Regular Expressions- ' +? '

If I am using 'thi+ ', it will return combination of letters 't ’ followed by ‘h’ followed by ‘i’ which has to occur atleast one time.

If I am using ‘thi?’, it will return combination of letters ‘t’ followed by ‘h’ followed by ‘i’ (only once) if it is present & also all combinations of other ‘th’ if not followed by ‘i’.

Please explain ’ thi+? '. Was not able to understand properly in the video.

THANKS.

Can someone clarify this?
Thanks.

  1. “+” – means it string should be present one or more times.
    “thi+” --> thi, thithi, thithiddddddsssaart,

  2. “?” – This means if preceding character may
    or may not be present in the string to be matched.
    “thi?” --> thi, the,thi, these… etc.
    This will return “thi” only once and other strings starting with “th” etc.

In the third statement 3, I was combining the statement1 of thi+ and statement2 “?” .

this “?” means the preceding character(i) is optional(may be or may not be present i.e 0(absent),1(present) times).
It will try to match whatever character it finds from (thi, th) substrings this is called Greedy Approach.

In third “thi+?”

Here the preceding character before ? is “+”

Case1: if + is present then it will become like first “thi+”. as the minimum value + will take is 1. So our search string is “thi”.

Case2 :- if + is absent then it will find all exact “thi” as ? can

So, overall this expression is finding all “thi” strings strictly in the given string “a”
and this is same case of first.

This is what I was comparing!

Additional “*”

n=re.findall(“thi?”,a)

“*” can take value either 0 or 1 or more.
If take 1 then string accepts = “thi”
If taken 0 then the string accepts will be =“th”.

So ? can ignore “i” or take “i”

So it will greedily search all the “th” and “thi” strings.

o=re.findall(“thi*?”,a)

Case1: if * is present then the string will become like first “th?”. as the minimum value * will take is 0. So our search string is “th?”.

Case2 :- if * is absent then “i” is optional for “?” it will find all exact “th?”

So, overall this expression is finding all “th” strings strictly in the given string “a”.

Note :-
This is a custom example and my explanation is based on the regex definitions and results seen!

Here I have given examples kindly run it and observe.

*?, +?, ??

The '*', '+', and '?' qualifiers are all *greedy* ; they match as much text as possible.
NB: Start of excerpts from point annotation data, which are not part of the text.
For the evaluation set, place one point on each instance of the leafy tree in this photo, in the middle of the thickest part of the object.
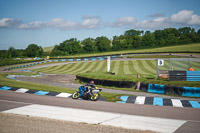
(133, 32)
(185, 30)
(147, 32)
(198, 32)
(103, 44)
(71, 46)
(89, 45)
(148, 40)
(33, 50)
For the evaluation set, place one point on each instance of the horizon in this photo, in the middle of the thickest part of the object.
(49, 22)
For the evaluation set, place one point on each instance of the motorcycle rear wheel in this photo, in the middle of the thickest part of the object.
(95, 97)
(76, 95)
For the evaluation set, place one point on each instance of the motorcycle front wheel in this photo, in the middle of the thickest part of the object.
(95, 96)
(76, 95)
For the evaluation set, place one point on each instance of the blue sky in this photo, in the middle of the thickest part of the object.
(50, 22)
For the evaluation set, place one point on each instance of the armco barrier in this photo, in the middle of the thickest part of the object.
(75, 59)
(184, 75)
(172, 90)
(121, 84)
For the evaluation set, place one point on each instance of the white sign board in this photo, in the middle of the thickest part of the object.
(160, 62)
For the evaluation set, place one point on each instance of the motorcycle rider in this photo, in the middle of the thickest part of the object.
(85, 89)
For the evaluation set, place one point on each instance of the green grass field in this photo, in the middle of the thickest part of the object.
(126, 67)
(48, 49)
(189, 48)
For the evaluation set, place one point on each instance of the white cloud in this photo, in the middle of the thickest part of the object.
(89, 22)
(181, 18)
(9, 23)
(125, 21)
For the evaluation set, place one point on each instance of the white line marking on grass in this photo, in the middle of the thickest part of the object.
(99, 117)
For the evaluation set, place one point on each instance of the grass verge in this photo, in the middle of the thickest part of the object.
(143, 79)
(111, 97)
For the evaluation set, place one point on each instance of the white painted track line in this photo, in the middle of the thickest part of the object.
(66, 95)
(98, 117)
(176, 103)
(22, 90)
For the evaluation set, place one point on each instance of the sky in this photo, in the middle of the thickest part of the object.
(50, 22)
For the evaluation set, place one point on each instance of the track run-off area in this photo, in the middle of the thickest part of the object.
(122, 67)
(128, 116)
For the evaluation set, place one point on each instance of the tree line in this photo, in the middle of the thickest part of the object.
(33, 50)
(131, 39)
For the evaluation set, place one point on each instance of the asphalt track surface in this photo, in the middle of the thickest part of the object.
(11, 100)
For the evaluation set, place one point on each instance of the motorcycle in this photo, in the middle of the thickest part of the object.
(87, 93)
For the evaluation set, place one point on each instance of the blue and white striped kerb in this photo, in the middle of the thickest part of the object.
(159, 101)
(37, 92)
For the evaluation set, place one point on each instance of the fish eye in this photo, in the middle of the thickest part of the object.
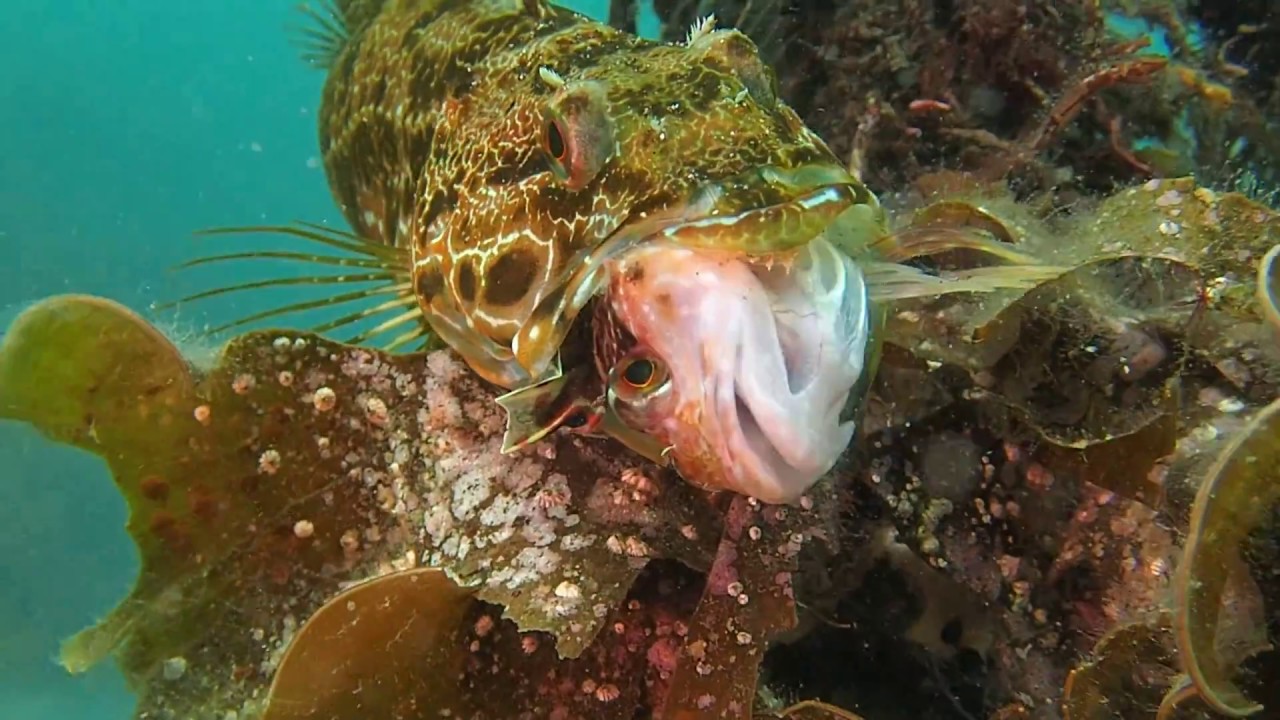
(554, 141)
(639, 373)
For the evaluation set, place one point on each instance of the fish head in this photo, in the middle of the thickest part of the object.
(743, 374)
(712, 231)
(585, 147)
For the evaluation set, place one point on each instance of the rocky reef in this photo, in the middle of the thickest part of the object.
(1061, 504)
(1063, 501)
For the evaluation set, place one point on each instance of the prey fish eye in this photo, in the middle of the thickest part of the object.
(639, 373)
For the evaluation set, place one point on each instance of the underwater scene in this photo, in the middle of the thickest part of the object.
(730, 359)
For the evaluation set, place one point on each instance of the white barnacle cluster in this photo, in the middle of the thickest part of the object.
(508, 518)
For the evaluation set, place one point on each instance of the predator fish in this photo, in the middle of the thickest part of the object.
(636, 238)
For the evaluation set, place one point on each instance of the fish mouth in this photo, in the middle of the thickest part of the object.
(768, 213)
(764, 359)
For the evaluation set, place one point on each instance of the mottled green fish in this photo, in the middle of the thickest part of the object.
(636, 238)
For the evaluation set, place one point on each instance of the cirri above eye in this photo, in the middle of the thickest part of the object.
(577, 133)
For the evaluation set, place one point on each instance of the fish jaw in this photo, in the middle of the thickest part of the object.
(763, 361)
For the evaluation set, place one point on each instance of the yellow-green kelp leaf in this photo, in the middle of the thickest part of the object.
(256, 490)
(749, 598)
(814, 710)
(412, 645)
(1220, 235)
(1128, 674)
(1104, 350)
(1269, 288)
(1238, 495)
(382, 648)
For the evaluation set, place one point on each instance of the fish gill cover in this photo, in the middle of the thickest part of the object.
(1059, 500)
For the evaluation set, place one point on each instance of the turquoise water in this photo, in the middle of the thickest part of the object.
(123, 127)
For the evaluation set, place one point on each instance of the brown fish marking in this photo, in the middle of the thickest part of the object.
(440, 127)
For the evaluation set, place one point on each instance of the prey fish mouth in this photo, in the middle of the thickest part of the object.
(767, 213)
(764, 349)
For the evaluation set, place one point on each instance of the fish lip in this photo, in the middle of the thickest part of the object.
(538, 342)
(743, 372)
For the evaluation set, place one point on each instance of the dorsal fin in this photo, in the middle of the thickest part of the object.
(330, 24)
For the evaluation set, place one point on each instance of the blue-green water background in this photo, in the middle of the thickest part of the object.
(123, 127)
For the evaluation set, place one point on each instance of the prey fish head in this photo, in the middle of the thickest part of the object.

Sometimes this behaviour isn’t desired; if the RE <.*> is matched against '<H1>title</H1>', it will match the entire string, and not just '<H1>'. Adding '?' after the qualifier makes it perform the match in *non-greedy* or *minimal* fashion; as *few* characters as possible will be matched. Using .*? in the previous expression will match only '<H1>'.

@Abhinav_Singh is it clear now? or shall I explain by taking more examples? or if you have code to explain kindly send it.

In third “thi+?”

Here the preceding character before ? is “+”
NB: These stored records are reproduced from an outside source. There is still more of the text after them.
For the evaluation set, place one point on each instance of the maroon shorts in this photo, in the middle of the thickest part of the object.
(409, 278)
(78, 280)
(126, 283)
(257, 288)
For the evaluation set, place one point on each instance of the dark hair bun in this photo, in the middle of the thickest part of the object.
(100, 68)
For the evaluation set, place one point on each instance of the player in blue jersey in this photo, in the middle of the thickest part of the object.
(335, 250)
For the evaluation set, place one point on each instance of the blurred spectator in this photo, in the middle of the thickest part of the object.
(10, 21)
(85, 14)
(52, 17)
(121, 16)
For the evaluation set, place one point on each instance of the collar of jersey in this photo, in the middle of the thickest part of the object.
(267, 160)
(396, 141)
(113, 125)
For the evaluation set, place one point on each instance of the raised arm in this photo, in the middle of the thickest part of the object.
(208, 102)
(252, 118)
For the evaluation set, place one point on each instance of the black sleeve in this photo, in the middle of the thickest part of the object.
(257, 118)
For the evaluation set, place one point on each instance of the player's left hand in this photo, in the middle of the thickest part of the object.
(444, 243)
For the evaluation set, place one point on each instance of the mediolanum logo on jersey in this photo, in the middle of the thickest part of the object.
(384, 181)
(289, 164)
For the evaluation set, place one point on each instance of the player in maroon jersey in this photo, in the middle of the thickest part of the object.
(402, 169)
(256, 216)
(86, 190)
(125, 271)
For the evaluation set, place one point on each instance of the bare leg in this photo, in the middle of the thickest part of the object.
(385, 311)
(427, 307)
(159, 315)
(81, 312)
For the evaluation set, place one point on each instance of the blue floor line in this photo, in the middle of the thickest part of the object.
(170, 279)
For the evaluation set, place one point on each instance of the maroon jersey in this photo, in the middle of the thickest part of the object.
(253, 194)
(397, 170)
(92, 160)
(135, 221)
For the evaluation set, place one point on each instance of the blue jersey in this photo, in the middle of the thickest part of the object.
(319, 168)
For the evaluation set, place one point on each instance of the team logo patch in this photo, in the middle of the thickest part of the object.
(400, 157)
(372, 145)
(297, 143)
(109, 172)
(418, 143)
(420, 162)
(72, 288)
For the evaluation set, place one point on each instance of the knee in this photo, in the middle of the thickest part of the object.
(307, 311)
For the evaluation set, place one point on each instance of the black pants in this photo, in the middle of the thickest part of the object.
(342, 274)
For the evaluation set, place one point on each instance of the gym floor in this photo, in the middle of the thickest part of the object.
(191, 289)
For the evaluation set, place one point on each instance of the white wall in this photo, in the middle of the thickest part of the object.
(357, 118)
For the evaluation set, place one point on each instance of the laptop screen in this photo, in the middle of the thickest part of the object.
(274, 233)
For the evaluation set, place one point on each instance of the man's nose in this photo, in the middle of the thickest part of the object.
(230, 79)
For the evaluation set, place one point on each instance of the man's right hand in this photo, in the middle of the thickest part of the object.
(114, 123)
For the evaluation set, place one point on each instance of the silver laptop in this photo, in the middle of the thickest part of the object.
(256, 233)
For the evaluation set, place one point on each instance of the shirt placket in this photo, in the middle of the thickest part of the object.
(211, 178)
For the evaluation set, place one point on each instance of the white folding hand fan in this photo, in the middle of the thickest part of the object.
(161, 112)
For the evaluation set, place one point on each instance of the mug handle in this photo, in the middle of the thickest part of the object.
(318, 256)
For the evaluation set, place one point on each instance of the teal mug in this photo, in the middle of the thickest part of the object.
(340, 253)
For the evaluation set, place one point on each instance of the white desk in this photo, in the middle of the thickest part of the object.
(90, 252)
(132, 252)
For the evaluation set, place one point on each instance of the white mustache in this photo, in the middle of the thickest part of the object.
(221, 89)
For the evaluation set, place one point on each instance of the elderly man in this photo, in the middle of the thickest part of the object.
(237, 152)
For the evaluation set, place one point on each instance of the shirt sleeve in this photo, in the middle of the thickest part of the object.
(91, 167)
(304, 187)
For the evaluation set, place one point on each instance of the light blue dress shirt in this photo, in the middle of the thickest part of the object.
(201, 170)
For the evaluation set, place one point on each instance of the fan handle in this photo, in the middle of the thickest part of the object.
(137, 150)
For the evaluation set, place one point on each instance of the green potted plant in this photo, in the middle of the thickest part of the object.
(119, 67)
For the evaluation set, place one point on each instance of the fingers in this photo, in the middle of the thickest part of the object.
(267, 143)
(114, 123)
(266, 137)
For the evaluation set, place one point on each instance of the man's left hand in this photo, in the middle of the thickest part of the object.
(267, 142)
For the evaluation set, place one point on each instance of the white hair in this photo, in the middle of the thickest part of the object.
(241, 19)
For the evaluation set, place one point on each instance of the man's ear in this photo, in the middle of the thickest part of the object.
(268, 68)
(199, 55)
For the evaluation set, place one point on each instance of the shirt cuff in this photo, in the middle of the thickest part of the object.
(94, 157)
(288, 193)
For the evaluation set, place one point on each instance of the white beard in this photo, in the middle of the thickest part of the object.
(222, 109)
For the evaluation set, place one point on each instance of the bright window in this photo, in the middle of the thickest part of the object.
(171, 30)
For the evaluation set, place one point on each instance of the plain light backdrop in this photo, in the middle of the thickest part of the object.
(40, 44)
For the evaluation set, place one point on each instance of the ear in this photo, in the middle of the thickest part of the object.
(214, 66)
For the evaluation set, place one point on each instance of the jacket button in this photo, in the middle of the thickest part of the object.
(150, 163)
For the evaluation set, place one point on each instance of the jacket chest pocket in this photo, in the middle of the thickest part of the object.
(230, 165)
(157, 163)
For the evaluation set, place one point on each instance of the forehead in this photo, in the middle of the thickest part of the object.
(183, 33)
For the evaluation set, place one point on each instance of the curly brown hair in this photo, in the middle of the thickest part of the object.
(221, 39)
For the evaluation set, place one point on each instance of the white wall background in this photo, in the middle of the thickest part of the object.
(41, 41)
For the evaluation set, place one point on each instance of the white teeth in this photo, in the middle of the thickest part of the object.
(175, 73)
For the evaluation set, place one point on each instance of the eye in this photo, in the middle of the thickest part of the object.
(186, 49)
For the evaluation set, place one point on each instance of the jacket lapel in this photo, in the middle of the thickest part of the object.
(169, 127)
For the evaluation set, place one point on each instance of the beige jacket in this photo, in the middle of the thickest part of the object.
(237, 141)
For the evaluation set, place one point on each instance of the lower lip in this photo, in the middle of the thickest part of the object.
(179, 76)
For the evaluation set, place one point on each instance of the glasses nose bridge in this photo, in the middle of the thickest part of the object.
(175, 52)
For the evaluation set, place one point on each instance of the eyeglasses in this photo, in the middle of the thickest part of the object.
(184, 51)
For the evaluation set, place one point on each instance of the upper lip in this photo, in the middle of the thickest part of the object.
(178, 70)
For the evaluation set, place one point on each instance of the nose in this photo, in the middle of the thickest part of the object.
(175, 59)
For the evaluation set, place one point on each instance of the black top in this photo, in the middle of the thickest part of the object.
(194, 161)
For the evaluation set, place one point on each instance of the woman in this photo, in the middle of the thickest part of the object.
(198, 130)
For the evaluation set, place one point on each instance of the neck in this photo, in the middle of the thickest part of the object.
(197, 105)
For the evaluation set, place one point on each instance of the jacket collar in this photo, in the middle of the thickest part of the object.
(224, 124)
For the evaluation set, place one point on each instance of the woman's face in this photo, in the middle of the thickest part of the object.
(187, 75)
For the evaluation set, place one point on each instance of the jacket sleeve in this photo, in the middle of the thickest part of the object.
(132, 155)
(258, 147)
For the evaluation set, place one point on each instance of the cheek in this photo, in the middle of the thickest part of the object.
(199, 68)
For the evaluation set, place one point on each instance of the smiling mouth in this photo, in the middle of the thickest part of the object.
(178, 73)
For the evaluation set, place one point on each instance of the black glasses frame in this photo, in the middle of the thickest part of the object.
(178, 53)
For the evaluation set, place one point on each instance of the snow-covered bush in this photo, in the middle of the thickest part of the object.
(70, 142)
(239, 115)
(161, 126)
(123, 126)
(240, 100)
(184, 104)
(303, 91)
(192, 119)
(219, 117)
Case1: if + is present then it will become like first “thi+”. as the minimum value + will take is 1. So our search string is “thi”.
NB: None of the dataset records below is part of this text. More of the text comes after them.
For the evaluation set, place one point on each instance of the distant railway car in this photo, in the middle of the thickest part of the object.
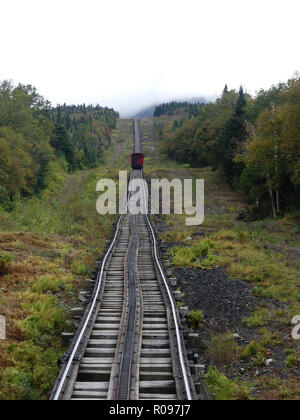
(137, 161)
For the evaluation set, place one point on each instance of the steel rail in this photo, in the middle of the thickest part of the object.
(85, 325)
(171, 299)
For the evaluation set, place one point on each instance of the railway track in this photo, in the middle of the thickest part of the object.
(129, 343)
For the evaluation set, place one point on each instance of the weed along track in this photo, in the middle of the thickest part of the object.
(129, 344)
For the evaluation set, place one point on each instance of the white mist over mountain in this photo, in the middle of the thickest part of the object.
(131, 54)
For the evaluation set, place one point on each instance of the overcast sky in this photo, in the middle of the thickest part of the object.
(131, 53)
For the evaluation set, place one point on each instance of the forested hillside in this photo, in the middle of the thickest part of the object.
(171, 108)
(37, 140)
(254, 141)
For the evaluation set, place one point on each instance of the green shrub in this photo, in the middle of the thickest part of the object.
(5, 261)
(255, 352)
(48, 283)
(79, 268)
(223, 389)
(195, 319)
(292, 360)
(222, 349)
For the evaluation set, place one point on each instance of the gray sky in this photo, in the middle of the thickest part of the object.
(131, 53)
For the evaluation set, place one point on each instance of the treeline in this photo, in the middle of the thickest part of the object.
(82, 133)
(37, 139)
(172, 107)
(254, 141)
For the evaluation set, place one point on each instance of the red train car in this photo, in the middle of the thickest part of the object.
(137, 161)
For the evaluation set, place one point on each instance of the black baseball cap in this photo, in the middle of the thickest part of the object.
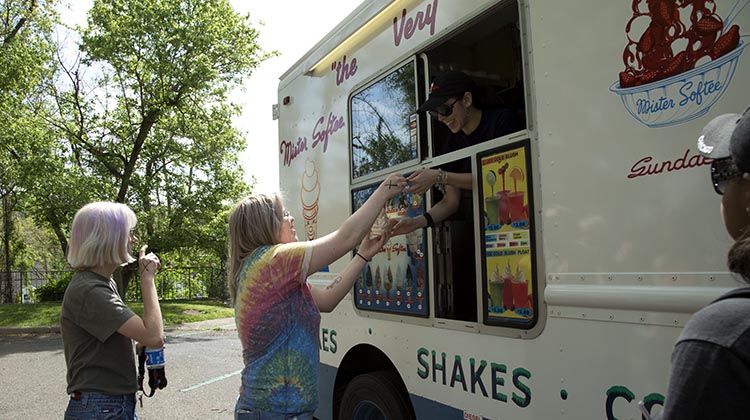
(447, 85)
(727, 135)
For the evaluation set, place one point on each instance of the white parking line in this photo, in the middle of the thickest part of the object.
(210, 381)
In the CASE 1, that you explained, thi+ will return thi as it is the minimum value.
But + will also look for more than one ‘i’ if present, but it is being constrained by ‘?’ mentioned in the search pattern ''thi+?".

This is the reason behind it being referred as ‘non-greedy’, ie returning only ''thi" if the string is ‘thiiiis’ , right?

Yes that is true the “?” will nullify the + greedy action (to search more ) so that it will search as little and exact text as possible. so it will exactly search for “thi” that is why it is called “Non greedy” ?

same with *?. * can take minimum value 0, so it will search for “th”.
These all are a part of regular expressions based on “Theory of Computations” regex principle.

Is it clear now?

In more simpler terms.

Greedy :- Keep searching until condition is not satisfied that is finding the longest possible string. all the pre’s.

Non Greedy/Lazy :- Stop searching once condition is satisfied means match the shortest possible string. ( exact).

This is also a good read https://docs.python.org/3/howto/regex.html#greedy-versus-non-greedy

@Abhinav_Singh this is a last reminder to you is this clear now? do you have any code to be explained? any OOPS related doubts or any searching, sorting or optimizations algorithms that you want to implement?
reply immediately with your doubts.

Yes it is clear.

Thanks :slight_smile:

1 Like